With the right blend of biology and chemistry, the microbes will make polymers and minerals that can fortify the cellulose and lignin matrix at a microscopic scale. As the materials start to show signs of aging and stress — such as microcracks — the microbes can also work to heal these damage sites. What’s more, the microbes collect carbon from the atmosphere to do this.

High-risk high-reward

Innovating carbon-negative materials that can compete with conventional building products is an enterprising project — and one that nearly didn’t materialize.
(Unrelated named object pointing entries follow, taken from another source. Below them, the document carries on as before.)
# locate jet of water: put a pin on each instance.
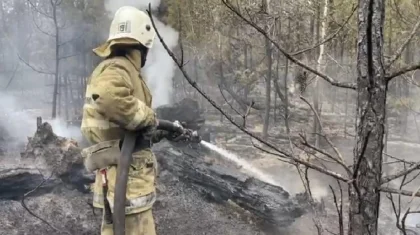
(255, 172)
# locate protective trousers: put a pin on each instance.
(135, 224)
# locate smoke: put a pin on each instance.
(18, 123)
(113, 5)
(159, 69)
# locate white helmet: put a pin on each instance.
(130, 22)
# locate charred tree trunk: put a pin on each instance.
(268, 52)
(57, 61)
(371, 101)
(320, 67)
(66, 97)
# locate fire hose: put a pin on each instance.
(127, 149)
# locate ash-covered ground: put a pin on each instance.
(182, 208)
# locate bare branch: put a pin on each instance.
(340, 157)
(398, 191)
(404, 45)
(401, 173)
(32, 67)
(287, 55)
(68, 56)
(402, 71)
(329, 38)
(228, 117)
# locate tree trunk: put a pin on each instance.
(286, 97)
(268, 78)
(57, 62)
(66, 97)
(320, 67)
(371, 101)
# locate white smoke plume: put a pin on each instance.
(159, 69)
(19, 123)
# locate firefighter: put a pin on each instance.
(117, 100)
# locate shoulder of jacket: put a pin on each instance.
(119, 64)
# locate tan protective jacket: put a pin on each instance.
(117, 92)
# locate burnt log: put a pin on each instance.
(220, 182)
(58, 160)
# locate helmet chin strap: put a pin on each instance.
(143, 55)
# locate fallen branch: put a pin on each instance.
(22, 202)
(398, 191)
(401, 173)
(329, 38)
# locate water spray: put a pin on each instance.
(188, 135)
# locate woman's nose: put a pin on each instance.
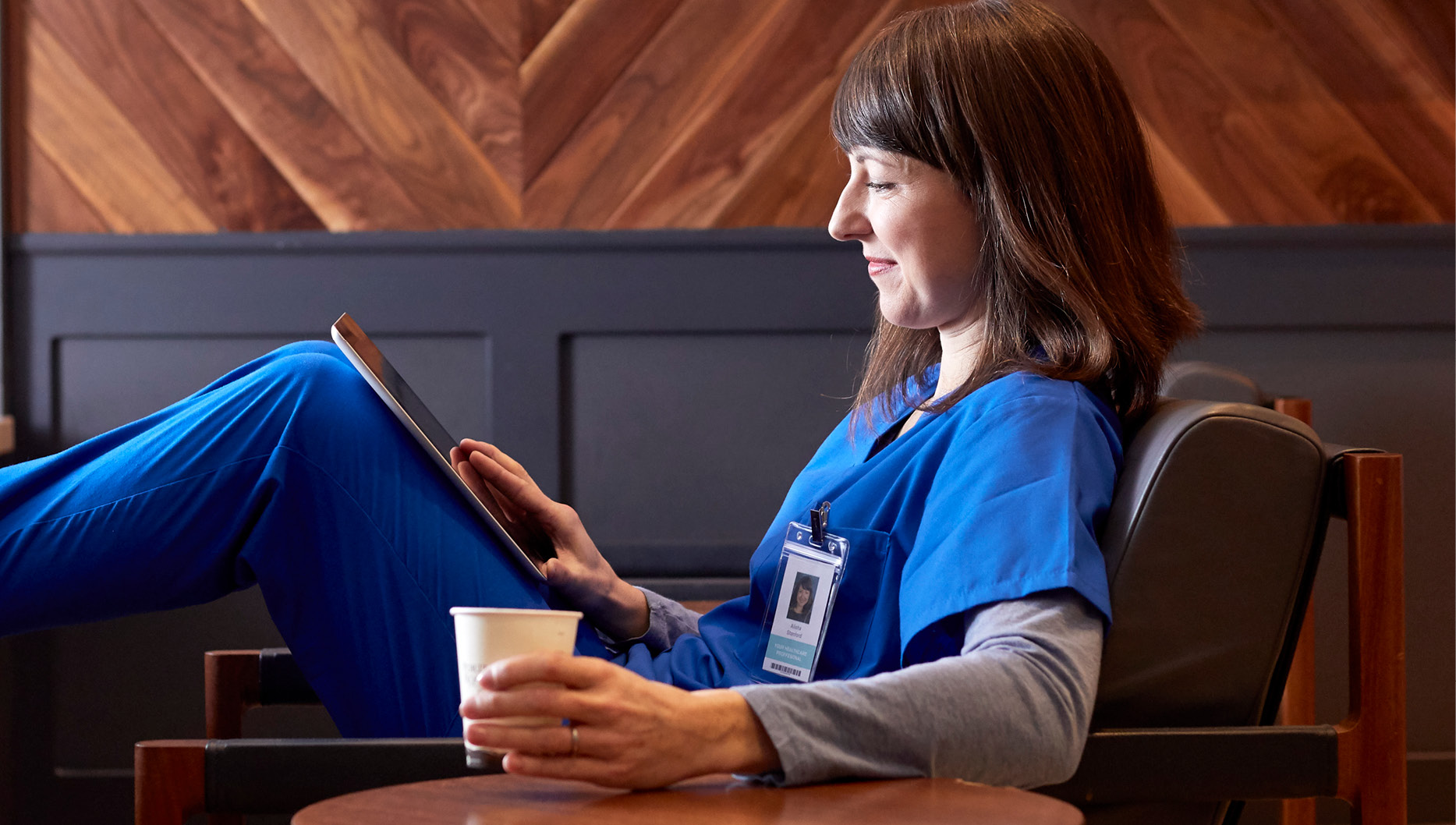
(848, 221)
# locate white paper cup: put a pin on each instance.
(485, 635)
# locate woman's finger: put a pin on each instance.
(498, 455)
(572, 671)
(481, 490)
(547, 741)
(547, 700)
(523, 494)
(579, 767)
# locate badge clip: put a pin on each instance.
(819, 522)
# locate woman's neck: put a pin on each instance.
(960, 349)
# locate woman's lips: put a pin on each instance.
(878, 265)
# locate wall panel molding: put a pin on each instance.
(576, 338)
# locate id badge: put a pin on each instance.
(809, 568)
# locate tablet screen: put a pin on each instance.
(433, 437)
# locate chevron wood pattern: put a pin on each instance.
(245, 115)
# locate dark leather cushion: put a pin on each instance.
(1209, 549)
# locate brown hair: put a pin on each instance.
(1079, 268)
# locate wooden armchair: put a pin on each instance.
(1212, 544)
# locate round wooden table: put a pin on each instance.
(708, 801)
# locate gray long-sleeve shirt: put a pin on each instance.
(1012, 709)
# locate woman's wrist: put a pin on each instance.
(740, 744)
(622, 613)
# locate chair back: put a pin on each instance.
(1212, 544)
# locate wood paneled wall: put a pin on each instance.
(203, 115)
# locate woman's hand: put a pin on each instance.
(632, 732)
(579, 571)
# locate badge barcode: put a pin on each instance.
(787, 670)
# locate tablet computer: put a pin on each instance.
(529, 547)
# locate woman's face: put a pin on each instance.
(919, 235)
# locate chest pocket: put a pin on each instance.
(866, 613)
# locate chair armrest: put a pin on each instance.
(1204, 764)
(280, 682)
(239, 680)
(178, 777)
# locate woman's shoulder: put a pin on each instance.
(1029, 391)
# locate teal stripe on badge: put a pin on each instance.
(791, 652)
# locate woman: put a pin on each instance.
(1029, 294)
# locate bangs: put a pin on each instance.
(874, 107)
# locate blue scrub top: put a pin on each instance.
(997, 498)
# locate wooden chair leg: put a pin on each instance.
(1299, 690)
(1372, 738)
(169, 781)
(230, 687)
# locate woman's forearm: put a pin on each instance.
(734, 735)
(1012, 709)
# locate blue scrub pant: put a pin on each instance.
(287, 473)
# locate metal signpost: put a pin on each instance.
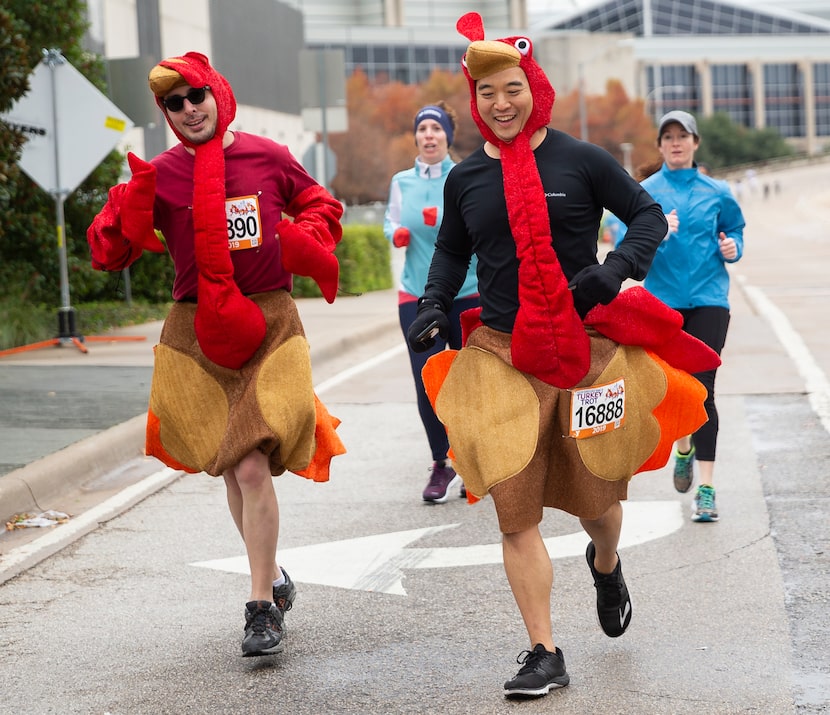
(70, 128)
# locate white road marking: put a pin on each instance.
(341, 377)
(26, 556)
(377, 563)
(816, 382)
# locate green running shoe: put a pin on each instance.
(684, 472)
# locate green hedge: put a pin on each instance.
(365, 263)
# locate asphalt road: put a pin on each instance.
(403, 607)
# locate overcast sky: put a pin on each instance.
(544, 9)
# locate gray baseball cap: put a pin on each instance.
(684, 119)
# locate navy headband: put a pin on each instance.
(439, 115)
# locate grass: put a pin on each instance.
(23, 324)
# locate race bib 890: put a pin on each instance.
(597, 409)
(244, 229)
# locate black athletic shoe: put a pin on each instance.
(613, 601)
(263, 629)
(284, 595)
(541, 672)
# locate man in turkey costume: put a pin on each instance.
(232, 392)
(565, 387)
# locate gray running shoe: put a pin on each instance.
(684, 470)
(613, 601)
(263, 629)
(704, 508)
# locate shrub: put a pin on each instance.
(364, 263)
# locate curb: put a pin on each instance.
(29, 488)
(39, 483)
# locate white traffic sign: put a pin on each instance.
(70, 126)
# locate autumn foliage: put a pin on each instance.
(380, 139)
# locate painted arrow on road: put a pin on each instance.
(377, 563)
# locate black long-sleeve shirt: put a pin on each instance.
(579, 180)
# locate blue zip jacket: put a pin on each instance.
(410, 192)
(688, 270)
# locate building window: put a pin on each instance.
(784, 99)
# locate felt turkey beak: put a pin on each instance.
(486, 57)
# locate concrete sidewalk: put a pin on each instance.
(69, 418)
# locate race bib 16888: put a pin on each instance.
(597, 409)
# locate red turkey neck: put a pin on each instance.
(549, 340)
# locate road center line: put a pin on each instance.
(815, 381)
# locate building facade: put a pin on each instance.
(762, 65)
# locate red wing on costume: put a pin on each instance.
(308, 242)
(124, 227)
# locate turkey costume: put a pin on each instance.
(232, 372)
(566, 394)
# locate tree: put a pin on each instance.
(29, 264)
(380, 139)
(726, 143)
(13, 84)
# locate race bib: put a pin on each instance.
(244, 228)
(597, 409)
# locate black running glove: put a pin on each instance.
(430, 321)
(599, 283)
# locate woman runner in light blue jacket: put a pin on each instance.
(689, 274)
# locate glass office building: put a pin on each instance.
(762, 65)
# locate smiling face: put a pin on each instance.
(677, 146)
(195, 122)
(504, 102)
(431, 140)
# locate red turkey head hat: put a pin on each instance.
(486, 57)
(194, 69)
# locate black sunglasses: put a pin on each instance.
(175, 103)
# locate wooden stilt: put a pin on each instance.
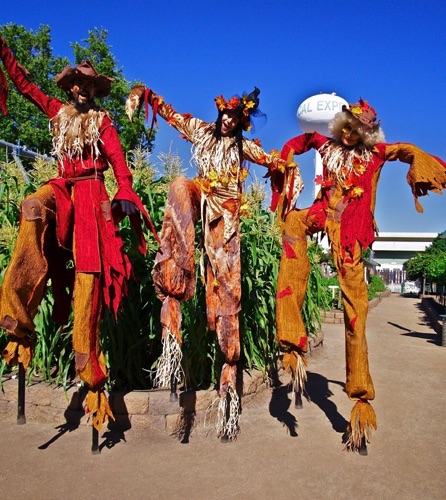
(363, 449)
(173, 389)
(95, 441)
(21, 419)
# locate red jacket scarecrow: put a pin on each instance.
(70, 217)
(344, 208)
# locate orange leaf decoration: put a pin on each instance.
(231, 205)
(289, 250)
(285, 292)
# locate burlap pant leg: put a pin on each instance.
(87, 306)
(359, 383)
(223, 299)
(174, 269)
(292, 280)
(25, 278)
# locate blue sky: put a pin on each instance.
(391, 53)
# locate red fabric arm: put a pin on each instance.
(20, 77)
(115, 156)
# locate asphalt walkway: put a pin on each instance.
(281, 452)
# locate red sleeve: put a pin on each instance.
(20, 77)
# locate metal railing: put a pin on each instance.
(17, 151)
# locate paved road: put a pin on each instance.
(281, 452)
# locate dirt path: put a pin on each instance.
(281, 451)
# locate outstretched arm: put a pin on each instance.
(426, 172)
(126, 201)
(21, 79)
(140, 96)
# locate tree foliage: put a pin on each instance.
(430, 264)
(25, 124)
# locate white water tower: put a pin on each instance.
(314, 114)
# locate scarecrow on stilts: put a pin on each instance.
(352, 162)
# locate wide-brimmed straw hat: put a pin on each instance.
(85, 70)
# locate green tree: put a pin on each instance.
(430, 264)
(26, 125)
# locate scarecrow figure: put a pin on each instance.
(214, 195)
(352, 161)
(71, 218)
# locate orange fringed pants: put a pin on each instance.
(22, 290)
(292, 285)
(174, 273)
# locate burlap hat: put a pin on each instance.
(363, 112)
(85, 69)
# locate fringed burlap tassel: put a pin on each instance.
(362, 421)
(184, 425)
(18, 351)
(227, 418)
(169, 363)
(98, 408)
(295, 363)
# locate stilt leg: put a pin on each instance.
(21, 419)
(225, 438)
(95, 441)
(363, 449)
(298, 396)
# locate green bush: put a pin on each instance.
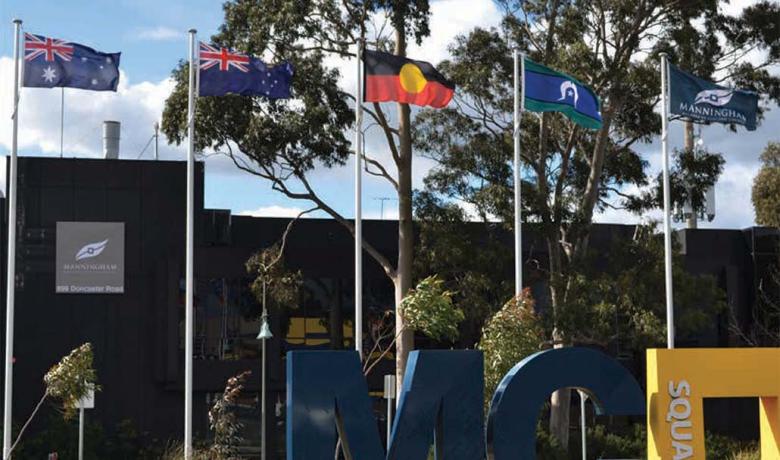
(721, 447)
(605, 444)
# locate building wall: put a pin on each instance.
(138, 335)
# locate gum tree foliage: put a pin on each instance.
(766, 187)
(272, 279)
(427, 309)
(223, 420)
(283, 142)
(67, 382)
(570, 173)
(511, 334)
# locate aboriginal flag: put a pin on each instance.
(388, 77)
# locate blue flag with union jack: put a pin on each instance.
(226, 71)
(49, 63)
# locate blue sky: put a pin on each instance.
(117, 25)
(152, 38)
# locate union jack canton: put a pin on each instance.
(226, 71)
(50, 62)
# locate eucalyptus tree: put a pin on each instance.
(569, 174)
(284, 141)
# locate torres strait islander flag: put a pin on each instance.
(388, 77)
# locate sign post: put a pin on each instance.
(87, 402)
(389, 396)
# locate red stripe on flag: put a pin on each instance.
(386, 88)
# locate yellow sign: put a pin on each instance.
(678, 381)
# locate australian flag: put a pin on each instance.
(49, 63)
(225, 71)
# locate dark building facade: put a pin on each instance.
(138, 335)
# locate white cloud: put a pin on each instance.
(136, 106)
(272, 211)
(159, 33)
(735, 7)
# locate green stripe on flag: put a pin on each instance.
(580, 118)
(531, 66)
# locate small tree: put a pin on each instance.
(427, 309)
(68, 381)
(513, 333)
(227, 428)
(272, 279)
(766, 187)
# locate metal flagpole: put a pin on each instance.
(11, 267)
(189, 276)
(667, 201)
(519, 69)
(583, 433)
(62, 118)
(81, 432)
(358, 329)
(156, 141)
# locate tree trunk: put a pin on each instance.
(403, 279)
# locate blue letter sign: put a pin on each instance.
(441, 403)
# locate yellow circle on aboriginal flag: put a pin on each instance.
(411, 78)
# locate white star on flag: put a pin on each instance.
(49, 74)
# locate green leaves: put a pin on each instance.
(513, 333)
(72, 378)
(428, 309)
(223, 420)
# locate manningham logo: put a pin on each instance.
(569, 89)
(91, 250)
(716, 97)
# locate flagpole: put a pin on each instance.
(358, 329)
(10, 286)
(667, 201)
(62, 118)
(519, 69)
(189, 276)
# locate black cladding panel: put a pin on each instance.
(131, 359)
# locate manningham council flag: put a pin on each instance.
(704, 101)
(547, 90)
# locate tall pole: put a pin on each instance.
(189, 276)
(262, 386)
(583, 398)
(81, 432)
(62, 118)
(689, 143)
(667, 201)
(156, 141)
(10, 285)
(518, 71)
(358, 329)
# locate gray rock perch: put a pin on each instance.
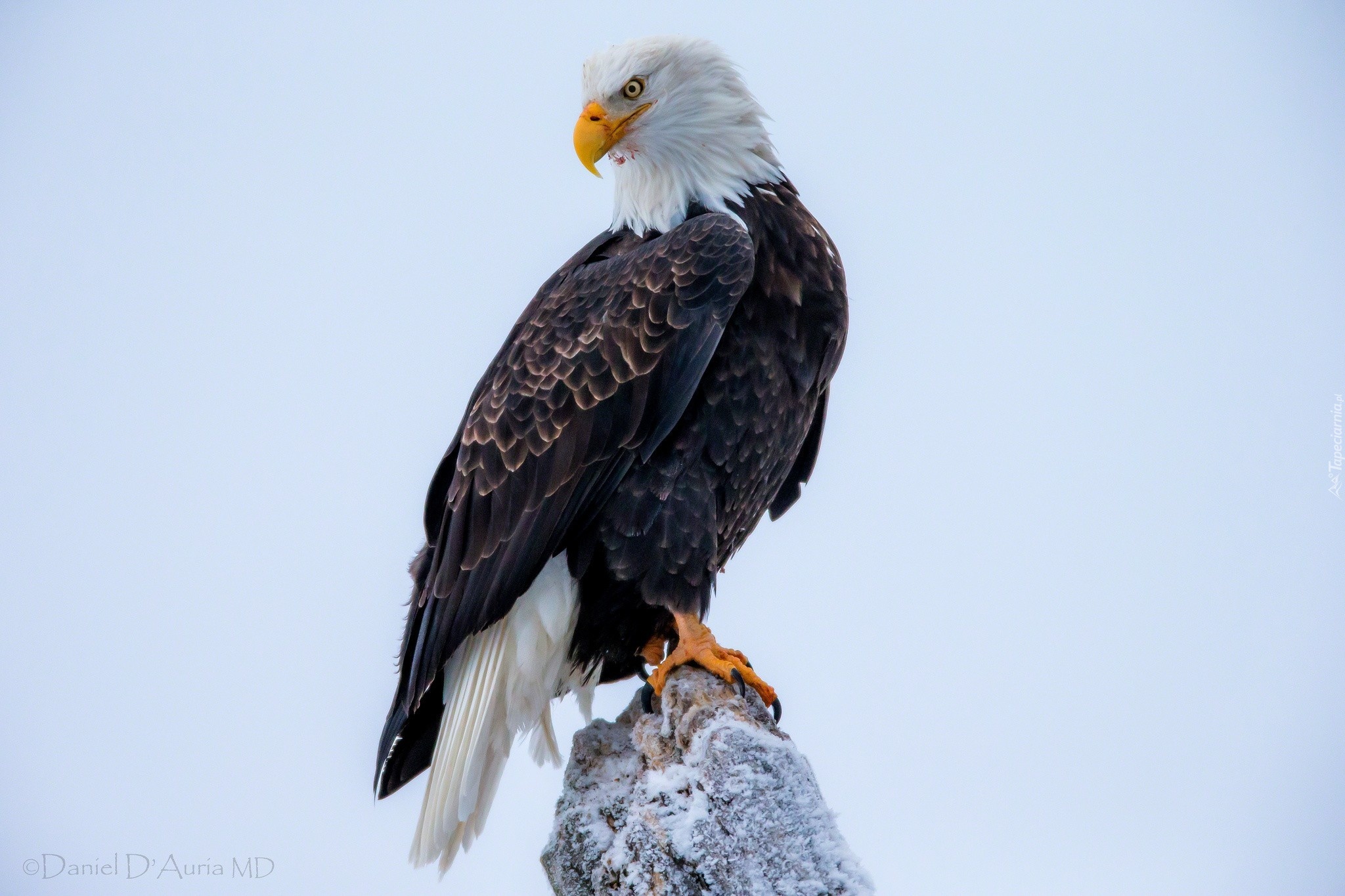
(709, 797)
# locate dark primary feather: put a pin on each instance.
(594, 377)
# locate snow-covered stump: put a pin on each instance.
(705, 797)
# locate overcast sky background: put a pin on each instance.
(1060, 612)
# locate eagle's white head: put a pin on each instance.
(680, 127)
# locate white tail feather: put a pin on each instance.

“This is definitely a high-risk, high-reward project. There was a lot of uncertainty initially due to the complexity of the project and its cross-disciplinary nature,” Li said. “But when you find the right team, there’s a resonance. You start building ambition and rationale together — and creating opportunities.”

That ambition and rationale was rewarded by the NSF’s Emerging Frontiers in Research and Innovation program that supports “discovery at the frontiers of engineering research and education.”

At Purdue, the collaborators are led by Tian Li, an assistant professor of mechanical engineering. At MSU, the team includes research groups led by Bige Unluturk, an assistant professor in the Department of Biomedical Engineering and the Department of Electrical and Computer Engineering; Gregory Bonito, an associate professor in the Department of Plant, Soil and Microbial Sciences; and Gemma Reguera, a professor in the Department of Microbiology and Molecular Genetics and an associate dean in the College of Natural Science.